Talking to Your Kid's About Money
When it comes to money and children, the two do not usually mix. It is up to the parents to teach their children what the value of money really is, and that means a lot more than showing them the basics of counting and how to recognise the monetary significance of certain coins.
Money can be tricky, on many different levels, and conveying a positive message about spending and saving is important. It's also important for children to know the difference between "needs" and "wants", and that not everybody has all they need (they already know that they have less than they want!).
Experts agree that a strong education in the basics of money will set a child up for life. That doesn't mean teaching them the ins and outs of the stock market when they're three. But it does mean teaching them the importance of budgeting from about age seven, and eventually telling them about bank accounts, credit cards etc.
Make it FunChildren learn by doing. Here are some ideas about teaching the basics of money that are so fun, they won't even realise they are learning!
- Have little ones set up a mock shop, where they can "sell" items such as unwanted toys, lemonade or painted pictures and drawings. Teach them the value of coins and have them learn to count and recognise them for what they are.

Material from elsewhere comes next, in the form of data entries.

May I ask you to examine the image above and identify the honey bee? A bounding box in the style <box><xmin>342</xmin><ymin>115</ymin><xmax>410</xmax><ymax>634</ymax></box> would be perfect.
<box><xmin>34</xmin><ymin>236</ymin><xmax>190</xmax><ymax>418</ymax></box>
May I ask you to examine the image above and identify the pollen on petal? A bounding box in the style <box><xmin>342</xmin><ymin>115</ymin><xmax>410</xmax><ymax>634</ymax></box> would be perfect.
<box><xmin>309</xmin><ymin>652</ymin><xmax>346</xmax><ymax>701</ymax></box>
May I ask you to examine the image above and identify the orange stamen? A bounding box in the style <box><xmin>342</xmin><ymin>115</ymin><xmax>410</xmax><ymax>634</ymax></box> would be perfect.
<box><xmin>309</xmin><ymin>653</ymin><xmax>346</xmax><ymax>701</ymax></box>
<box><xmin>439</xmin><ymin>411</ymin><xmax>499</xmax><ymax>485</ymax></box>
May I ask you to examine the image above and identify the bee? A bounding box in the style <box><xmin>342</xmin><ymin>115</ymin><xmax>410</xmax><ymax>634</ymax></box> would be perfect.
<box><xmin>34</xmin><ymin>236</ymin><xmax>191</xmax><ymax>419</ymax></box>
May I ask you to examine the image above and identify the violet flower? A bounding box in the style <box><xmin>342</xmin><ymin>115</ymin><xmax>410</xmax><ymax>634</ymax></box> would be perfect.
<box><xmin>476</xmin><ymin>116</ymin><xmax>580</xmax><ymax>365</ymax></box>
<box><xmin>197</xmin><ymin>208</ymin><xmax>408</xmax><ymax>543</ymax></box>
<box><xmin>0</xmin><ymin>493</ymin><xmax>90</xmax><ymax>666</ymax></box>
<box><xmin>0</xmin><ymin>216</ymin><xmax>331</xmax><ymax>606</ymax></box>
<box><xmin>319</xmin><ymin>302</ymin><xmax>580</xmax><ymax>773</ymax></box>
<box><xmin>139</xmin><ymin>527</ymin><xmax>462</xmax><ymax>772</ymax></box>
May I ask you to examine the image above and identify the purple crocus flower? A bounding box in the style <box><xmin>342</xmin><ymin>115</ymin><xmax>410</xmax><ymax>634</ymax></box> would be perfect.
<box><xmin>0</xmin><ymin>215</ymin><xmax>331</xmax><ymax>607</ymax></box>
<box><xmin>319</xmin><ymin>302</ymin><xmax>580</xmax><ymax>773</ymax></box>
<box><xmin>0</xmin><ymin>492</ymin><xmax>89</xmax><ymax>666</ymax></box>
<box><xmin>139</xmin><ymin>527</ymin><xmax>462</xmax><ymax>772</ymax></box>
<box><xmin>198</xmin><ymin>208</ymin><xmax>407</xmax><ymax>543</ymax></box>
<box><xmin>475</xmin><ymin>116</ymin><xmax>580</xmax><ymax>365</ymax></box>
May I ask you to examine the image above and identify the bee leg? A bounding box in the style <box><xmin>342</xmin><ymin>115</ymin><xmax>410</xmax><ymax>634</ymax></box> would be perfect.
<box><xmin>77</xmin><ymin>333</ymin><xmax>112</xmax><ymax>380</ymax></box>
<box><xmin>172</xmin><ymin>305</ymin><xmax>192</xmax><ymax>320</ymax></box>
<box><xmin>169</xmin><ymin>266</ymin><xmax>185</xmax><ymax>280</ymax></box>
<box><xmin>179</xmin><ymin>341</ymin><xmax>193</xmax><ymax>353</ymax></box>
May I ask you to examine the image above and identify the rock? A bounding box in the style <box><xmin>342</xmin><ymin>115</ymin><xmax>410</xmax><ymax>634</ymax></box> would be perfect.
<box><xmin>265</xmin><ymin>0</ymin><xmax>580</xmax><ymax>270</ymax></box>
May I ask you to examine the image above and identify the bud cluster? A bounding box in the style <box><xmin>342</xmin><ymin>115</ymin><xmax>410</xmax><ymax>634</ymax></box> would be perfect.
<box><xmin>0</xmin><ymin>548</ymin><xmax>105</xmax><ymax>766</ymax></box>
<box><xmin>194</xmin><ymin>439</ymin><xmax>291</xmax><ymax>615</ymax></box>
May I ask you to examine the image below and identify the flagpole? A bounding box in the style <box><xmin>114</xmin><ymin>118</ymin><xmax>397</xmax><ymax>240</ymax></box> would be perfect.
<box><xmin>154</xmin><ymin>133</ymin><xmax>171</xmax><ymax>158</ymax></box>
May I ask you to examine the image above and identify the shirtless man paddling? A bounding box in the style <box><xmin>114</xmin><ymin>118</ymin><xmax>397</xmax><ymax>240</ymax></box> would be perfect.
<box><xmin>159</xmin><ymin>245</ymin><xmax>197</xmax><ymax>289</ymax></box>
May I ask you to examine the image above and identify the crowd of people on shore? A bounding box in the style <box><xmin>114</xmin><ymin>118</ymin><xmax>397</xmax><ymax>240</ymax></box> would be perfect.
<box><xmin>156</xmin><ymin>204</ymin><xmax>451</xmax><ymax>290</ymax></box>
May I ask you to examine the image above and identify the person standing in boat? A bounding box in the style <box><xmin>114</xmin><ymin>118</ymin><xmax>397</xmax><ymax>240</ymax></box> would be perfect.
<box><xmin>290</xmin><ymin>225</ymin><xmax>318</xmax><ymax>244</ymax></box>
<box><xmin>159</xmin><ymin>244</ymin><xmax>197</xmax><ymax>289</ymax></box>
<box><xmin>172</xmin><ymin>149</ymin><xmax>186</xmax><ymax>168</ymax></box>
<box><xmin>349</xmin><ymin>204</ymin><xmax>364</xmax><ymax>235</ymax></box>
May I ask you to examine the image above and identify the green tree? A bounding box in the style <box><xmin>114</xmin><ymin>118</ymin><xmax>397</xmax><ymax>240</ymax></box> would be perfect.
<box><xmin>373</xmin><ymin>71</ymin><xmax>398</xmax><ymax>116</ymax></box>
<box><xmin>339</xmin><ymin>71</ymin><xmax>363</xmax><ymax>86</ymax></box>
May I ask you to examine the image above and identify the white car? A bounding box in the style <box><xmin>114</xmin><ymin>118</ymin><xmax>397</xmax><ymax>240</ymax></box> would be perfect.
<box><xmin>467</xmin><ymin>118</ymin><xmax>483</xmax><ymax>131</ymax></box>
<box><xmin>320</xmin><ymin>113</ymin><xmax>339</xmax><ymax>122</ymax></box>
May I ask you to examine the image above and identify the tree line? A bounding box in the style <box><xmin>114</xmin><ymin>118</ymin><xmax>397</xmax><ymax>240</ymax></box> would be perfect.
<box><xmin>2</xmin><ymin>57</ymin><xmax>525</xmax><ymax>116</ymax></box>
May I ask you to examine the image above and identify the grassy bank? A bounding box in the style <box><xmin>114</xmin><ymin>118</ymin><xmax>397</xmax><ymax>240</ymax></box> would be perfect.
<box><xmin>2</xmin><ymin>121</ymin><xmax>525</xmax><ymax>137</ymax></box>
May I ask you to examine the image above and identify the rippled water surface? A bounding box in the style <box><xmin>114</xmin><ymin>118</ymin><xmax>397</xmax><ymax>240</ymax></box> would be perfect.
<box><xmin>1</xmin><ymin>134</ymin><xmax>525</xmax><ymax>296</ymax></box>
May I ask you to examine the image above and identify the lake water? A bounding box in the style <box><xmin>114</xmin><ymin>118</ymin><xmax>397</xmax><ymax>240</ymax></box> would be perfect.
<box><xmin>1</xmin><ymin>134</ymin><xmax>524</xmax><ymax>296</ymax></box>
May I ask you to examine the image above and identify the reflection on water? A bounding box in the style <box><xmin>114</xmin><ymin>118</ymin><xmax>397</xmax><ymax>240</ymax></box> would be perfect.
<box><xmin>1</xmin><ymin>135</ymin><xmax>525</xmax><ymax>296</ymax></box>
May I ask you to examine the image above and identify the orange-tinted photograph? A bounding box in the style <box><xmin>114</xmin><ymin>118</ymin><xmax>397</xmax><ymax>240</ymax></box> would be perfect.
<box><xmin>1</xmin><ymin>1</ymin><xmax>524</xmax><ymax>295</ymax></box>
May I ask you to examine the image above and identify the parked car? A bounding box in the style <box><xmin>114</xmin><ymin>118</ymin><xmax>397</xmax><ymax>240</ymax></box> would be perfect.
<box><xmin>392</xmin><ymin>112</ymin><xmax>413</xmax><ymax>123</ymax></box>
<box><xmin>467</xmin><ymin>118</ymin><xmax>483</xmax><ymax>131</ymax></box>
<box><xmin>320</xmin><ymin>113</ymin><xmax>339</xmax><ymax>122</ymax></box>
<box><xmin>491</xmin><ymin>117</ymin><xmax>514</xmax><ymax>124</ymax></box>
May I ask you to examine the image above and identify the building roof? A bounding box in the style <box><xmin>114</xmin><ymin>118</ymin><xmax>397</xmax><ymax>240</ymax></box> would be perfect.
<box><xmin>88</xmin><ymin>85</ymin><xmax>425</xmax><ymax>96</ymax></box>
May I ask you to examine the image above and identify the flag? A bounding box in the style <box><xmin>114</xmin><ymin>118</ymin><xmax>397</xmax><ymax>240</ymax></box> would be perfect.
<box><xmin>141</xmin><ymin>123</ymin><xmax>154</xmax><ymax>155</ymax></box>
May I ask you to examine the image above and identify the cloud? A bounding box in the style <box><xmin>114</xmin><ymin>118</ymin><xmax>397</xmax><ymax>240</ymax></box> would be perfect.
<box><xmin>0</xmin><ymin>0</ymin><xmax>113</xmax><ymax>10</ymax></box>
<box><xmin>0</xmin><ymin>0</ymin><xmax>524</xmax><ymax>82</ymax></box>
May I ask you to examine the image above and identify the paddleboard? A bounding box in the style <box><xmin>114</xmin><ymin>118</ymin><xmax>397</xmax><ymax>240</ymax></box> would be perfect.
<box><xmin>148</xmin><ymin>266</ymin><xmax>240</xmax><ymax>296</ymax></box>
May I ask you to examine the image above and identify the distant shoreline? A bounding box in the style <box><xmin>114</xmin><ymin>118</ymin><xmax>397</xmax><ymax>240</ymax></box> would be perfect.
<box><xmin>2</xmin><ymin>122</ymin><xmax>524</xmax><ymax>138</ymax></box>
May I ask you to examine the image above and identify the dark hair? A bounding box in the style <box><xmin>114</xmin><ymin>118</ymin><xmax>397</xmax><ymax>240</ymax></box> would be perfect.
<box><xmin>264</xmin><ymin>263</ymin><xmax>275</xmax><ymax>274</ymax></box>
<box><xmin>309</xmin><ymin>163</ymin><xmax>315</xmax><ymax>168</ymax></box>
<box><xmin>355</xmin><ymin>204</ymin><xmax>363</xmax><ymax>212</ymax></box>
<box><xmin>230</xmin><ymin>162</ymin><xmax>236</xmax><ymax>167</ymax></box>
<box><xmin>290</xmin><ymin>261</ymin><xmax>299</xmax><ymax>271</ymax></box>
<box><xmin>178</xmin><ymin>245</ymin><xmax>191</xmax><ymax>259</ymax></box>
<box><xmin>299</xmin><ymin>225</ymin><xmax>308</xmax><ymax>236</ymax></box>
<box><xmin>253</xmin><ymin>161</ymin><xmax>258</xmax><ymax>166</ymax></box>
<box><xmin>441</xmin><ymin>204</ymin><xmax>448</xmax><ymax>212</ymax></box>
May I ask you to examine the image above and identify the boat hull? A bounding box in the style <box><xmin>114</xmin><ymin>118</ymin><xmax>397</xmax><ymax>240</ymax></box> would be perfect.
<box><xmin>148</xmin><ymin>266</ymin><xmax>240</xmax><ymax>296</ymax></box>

- Give your children a few pounds (as a special treat) and take them to a toy or sweet shop and let them do the monetary transaction with the shop-keeper themselves.
- Teach children about pocket money and allow them to raise their weekly income by doing more chores. Encourage them to save toward a specific purchase, and construct a chart mapping their progress. Many children are unaware that a lolly costs less than a video game: they need to learn the real value of things.
- Take your kids to the supermarket next time you shop. Make a strict list (with their help) beforehand and stick to it. Teach them the difference between impulse buying and the purchase of necessities. Show them the different prices of different things, as well as like for like (supermarket-brand cereal vs name-brand cereal, for example).
- Encourage slightly older children to make a list of needs and wants. They might want a new pair of jeans, but actually the two pairs they already have would do them for the next year. Help them to understand the difference between a necessity and a luxury, and help them work to attain what they want.
Set an Example
Children find it hard to understand that the family may have spent £30 for a pizza lunch on a Saturday afternoon, and that the same £30 can help sponsor a child in the developing world for two months. In fact, this concept is hard for many adults to understand as well!
For children to become responsible members of the world community, they need to think outside their own immediate surroundings, and try to understand others in other situations. The best way for them to do that, when it comes to understanding money as well as other things, is to set an example.
You can start by sponsoring a child through a charity, encouraging your children to sell some of their unwanted toys in a car boot sale and donate them to charity, or have them give a percentage of their pocket money to those less fortunate. Donating their time is even more important; they can visit a care home or accompany you to a soup kitchen on the holidays.
Make it CountAll children are different. Only you can gauge the maturity level of your own child, and when they are ready to learn more about the monetary system that surrounds us. As a parent, you will know when the time is right for your child to open his or her first savings account, and to explain the difference between cash, credit cards and cheques.
One thing is certain, however. The earlier kids are made aware of spending habits, budgeting, how to save and what money really means, the better they will be able to take care of their own finances, when the time comes. Good luck!